Irving Brant summed the matter up:
“Blessed with a form of government that requires universal liberty of thought and expression, blessed with a social and economic system built on that *138same foundation, the American people have created the danger they fear by denying to themselves the liberties they cherish.” Brant, supra, at 493.

 Even the copyright power is limited by the freedoms secured by the First Amendment. Lee v. Runge, 404 U. S. 887, 892-893 (Douglas, J., dissenting); Nimmer, Does Copyright Abridge the First Amendment Guarantees of Free Speech and Press?, 17 U. C. L. A. L. Rev. 1180 (1970).

 Thus, the suggestion that most of the States that had ratified the Constitution punished blasphemy or profanity, is irrelevant to our inquiry here.

 Separating the worthwhile from the worthless has largely been a matter of individual taste because significant governmental sanctions against obscene literature are of relatively recent vintage, not having developed until the Yietorian Age of the mid-19th century.
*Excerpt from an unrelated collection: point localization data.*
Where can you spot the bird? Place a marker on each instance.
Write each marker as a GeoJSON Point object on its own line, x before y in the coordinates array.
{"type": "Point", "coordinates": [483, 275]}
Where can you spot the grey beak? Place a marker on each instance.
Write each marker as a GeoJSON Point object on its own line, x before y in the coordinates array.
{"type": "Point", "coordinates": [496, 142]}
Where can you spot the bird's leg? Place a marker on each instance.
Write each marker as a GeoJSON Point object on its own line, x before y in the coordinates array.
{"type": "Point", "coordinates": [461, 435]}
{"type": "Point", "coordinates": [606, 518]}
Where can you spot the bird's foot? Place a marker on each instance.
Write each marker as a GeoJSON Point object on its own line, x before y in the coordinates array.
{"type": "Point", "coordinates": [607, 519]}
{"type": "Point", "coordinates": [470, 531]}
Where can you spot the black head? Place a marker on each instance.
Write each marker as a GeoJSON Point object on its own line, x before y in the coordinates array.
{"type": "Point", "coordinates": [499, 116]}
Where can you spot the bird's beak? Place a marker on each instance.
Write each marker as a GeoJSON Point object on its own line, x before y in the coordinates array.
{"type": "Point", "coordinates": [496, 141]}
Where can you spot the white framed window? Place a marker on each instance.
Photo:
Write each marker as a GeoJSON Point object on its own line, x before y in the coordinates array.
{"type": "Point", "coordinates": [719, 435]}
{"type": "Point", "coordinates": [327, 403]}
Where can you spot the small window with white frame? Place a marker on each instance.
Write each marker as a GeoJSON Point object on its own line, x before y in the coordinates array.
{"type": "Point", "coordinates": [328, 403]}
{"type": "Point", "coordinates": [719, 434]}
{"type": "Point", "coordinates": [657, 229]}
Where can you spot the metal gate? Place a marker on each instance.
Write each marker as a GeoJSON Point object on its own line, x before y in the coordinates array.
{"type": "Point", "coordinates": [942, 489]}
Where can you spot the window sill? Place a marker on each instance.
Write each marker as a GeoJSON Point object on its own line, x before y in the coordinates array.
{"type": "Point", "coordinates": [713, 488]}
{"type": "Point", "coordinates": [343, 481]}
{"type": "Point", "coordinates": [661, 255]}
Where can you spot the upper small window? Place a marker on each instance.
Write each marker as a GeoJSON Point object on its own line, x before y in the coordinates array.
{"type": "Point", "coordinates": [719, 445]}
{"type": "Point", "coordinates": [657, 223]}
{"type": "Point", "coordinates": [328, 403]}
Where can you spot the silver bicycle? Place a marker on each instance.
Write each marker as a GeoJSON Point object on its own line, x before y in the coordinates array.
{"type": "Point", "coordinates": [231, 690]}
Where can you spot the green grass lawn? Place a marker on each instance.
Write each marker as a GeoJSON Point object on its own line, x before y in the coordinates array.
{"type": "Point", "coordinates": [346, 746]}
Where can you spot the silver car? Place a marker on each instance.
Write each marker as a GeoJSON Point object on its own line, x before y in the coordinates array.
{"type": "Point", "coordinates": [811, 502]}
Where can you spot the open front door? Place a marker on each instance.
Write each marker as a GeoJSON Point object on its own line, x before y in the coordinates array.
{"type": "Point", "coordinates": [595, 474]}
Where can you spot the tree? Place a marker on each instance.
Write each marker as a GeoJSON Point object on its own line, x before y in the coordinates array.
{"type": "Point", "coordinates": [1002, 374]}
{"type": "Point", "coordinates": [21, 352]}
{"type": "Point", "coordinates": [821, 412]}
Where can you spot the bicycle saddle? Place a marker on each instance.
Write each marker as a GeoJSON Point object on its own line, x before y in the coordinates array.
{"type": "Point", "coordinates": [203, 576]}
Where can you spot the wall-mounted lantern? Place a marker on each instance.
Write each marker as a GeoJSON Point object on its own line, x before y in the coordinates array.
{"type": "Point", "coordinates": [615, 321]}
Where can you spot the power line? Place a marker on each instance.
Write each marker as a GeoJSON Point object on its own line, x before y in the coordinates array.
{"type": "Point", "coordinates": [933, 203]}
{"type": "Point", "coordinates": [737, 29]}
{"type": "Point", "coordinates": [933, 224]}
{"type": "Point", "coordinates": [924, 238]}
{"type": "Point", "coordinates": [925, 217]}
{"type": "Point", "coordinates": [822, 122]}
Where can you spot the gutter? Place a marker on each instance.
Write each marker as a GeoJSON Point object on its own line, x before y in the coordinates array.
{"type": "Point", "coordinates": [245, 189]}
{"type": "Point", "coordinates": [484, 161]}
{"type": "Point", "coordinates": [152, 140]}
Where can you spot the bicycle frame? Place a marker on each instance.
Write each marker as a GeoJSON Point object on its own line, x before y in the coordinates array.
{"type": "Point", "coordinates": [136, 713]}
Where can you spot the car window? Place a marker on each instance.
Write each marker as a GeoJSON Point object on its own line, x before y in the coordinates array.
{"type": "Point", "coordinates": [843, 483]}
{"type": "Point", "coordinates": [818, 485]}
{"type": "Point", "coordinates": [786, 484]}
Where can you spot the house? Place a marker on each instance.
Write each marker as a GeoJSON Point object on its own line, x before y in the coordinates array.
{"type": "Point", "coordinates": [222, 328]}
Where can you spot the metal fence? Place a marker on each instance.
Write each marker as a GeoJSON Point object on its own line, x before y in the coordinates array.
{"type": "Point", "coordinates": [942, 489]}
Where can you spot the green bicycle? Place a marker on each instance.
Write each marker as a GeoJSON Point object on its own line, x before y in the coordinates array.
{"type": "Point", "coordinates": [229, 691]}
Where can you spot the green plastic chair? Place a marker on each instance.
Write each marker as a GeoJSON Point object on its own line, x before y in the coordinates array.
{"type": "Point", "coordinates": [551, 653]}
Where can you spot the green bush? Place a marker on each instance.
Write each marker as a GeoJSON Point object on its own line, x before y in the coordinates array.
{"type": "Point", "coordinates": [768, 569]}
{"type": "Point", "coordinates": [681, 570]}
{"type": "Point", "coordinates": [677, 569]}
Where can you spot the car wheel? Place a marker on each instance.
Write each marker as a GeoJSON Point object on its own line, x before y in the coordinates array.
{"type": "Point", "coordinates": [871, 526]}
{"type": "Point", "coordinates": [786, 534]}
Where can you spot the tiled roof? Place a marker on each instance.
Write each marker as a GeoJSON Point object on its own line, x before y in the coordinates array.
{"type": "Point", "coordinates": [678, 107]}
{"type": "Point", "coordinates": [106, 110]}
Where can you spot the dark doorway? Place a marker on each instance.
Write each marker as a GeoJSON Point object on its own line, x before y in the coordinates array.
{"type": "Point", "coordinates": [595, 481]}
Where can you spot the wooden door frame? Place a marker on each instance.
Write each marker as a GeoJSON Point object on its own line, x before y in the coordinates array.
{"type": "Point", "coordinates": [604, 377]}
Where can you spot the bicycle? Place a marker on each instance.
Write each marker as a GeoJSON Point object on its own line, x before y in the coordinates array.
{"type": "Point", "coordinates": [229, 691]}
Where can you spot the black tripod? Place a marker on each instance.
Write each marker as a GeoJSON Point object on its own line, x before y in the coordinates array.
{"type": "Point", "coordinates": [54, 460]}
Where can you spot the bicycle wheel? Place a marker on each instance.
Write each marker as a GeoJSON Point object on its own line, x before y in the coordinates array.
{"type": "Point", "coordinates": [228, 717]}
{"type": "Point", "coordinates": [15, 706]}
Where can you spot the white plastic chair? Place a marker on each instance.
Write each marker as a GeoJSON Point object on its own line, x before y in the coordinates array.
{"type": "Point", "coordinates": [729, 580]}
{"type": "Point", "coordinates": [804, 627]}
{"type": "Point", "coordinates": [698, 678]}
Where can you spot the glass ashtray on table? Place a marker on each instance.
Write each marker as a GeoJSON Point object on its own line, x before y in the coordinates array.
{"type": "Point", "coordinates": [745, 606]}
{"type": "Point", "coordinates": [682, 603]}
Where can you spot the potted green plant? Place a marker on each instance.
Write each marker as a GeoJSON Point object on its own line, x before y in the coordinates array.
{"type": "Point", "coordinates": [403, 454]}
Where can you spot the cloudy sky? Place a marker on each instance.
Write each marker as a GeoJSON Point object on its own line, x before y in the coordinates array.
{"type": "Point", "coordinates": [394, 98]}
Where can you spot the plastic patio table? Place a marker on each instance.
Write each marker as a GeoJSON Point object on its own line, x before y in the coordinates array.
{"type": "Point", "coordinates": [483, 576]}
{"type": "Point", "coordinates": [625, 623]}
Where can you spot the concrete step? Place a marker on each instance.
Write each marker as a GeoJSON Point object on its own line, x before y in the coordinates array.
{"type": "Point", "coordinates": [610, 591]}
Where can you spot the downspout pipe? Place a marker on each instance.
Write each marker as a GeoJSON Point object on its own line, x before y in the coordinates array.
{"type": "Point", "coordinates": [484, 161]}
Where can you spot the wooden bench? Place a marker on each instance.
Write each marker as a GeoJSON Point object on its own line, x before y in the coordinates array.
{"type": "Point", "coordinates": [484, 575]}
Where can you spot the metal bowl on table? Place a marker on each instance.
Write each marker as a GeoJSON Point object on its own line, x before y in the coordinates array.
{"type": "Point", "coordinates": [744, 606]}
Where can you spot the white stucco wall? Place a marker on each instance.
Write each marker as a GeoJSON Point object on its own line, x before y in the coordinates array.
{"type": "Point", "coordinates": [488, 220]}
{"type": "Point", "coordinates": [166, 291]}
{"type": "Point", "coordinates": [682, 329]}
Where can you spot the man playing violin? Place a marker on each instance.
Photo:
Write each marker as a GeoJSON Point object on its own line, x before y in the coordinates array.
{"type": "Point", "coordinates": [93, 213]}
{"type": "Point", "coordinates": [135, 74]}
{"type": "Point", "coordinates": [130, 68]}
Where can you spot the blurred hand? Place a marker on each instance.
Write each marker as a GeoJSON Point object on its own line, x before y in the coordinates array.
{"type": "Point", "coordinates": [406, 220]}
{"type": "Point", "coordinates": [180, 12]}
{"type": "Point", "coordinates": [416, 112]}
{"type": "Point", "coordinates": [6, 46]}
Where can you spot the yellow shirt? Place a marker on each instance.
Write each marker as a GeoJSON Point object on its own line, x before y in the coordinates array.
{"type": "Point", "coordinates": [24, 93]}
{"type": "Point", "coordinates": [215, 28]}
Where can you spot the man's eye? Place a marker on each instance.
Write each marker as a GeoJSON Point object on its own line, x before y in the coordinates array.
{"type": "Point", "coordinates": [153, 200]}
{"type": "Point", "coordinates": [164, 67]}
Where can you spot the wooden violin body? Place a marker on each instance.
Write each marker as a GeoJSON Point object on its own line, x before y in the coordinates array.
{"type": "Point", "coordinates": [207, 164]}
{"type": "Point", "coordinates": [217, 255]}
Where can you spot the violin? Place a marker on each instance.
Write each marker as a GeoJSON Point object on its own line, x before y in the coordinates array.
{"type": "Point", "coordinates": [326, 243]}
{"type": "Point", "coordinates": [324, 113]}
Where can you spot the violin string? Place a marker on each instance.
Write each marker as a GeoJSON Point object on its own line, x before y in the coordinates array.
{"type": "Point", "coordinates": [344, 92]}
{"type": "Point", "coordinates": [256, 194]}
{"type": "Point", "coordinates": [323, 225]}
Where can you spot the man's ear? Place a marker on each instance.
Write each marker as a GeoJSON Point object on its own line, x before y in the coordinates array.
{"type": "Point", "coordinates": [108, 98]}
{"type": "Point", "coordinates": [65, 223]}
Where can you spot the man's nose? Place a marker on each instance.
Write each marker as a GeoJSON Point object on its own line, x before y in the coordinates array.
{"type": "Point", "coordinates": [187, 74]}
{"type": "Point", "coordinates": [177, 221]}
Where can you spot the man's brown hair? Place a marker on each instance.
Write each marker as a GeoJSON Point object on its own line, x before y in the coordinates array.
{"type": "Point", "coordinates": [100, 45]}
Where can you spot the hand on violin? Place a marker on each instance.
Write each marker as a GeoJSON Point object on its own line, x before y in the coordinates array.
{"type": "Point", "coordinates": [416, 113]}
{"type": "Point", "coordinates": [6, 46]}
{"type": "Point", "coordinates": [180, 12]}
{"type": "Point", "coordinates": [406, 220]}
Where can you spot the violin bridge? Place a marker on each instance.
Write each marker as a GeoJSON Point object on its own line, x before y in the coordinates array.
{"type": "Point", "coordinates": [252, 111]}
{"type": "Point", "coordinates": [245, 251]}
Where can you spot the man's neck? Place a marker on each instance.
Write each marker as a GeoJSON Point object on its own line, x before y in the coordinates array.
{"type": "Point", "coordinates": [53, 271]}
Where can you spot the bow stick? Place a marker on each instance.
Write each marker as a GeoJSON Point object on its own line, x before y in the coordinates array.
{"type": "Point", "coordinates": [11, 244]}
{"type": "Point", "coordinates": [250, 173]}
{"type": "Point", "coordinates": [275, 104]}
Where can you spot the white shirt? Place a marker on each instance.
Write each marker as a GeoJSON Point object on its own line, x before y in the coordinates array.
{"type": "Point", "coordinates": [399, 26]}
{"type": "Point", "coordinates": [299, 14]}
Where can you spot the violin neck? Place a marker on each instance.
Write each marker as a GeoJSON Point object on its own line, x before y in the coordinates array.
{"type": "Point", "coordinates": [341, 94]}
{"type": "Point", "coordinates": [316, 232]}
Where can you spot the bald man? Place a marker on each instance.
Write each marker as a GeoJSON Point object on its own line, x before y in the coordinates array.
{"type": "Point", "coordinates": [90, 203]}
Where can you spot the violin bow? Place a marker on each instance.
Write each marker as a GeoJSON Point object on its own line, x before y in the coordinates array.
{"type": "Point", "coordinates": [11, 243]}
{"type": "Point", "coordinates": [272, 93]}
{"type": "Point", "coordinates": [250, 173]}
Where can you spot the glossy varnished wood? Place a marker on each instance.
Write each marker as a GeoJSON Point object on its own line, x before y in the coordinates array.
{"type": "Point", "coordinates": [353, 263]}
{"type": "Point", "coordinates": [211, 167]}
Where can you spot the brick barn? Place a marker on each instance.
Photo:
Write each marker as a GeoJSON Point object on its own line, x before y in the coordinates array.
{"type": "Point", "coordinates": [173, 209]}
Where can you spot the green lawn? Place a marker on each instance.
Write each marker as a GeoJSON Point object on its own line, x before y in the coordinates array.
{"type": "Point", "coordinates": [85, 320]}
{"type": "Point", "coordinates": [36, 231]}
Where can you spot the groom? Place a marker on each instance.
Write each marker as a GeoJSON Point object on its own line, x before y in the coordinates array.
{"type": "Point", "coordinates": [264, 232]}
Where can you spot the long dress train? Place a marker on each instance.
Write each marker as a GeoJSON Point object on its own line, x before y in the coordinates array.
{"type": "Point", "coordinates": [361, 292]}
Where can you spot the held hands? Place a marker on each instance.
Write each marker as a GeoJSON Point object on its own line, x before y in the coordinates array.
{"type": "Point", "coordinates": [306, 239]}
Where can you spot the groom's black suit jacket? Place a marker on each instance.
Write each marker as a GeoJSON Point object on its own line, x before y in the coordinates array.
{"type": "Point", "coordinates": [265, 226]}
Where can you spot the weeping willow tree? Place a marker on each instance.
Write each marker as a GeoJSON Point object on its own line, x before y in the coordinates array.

N. St. John-Stevas, Obscenity and the Law 1-85 (1956). See T. Emerson, The System of Freedom of Expression 468-469 (1970); J. Paul & M. Schwartz, Federal Censorship, c. 1 (1961); Report of the Commission on Obscenity and Pornography 349-354 (1970). In this country, the first federal prohibition on obscenity was not until the Tariff Act of 1842, c. 270, § 28, 5 Stat. 566. England, which gave us the infamous Star Chamber and a history of licensing of publishing, did not raise a statutory bar to the importation of obscenity until 1853, Customs Consolidation Act, 16 & 17 Viet., c. 107, and waited until 1857 to enact a statute which banned obscene literature outright. Lord Campbell's Act, 20 & 21 Viet., c. 83.

 The only colonial statute mentioning the word “obscene” was Acts and Laws of the Province of Mass. Bay, c. CV, §8 (1712), in Mass. Bay Colony Charter & Laws 399 (1814). It did so, however, in the context of “composing, writing, printing or publishing . . . any filthy, obscene, or profane song, pamphlet, libel or mock sermon, in imitation or in mimicking of preaching, or any other part of divine worship” and must, therefore, be placed with the other colonial blasphemy laws. E. g., An Act for the Punishment of divers capital and other Felonies, Conn. Acts, Laws, Charter & Articles of Confederation 66, 67 (1784); Act of 1723, c. 16, § 1, Digest of the Laws of Md. 92 (Herty 1799).

 Lord Coke's De Libellis Famosis, 77 Eng. Rep. 250 (1605), for example, was the definitive statement of the common law of libel but made no mention of the misdemeanor of obscene libel.

 Ginsberg v. New York, 390 U. S. 629, 655-656, 661-671 (Douglas, J., dissenting).

 Ginzburg v. United States, 383 U. S. 463, 491 (Douglas, J., dissenting).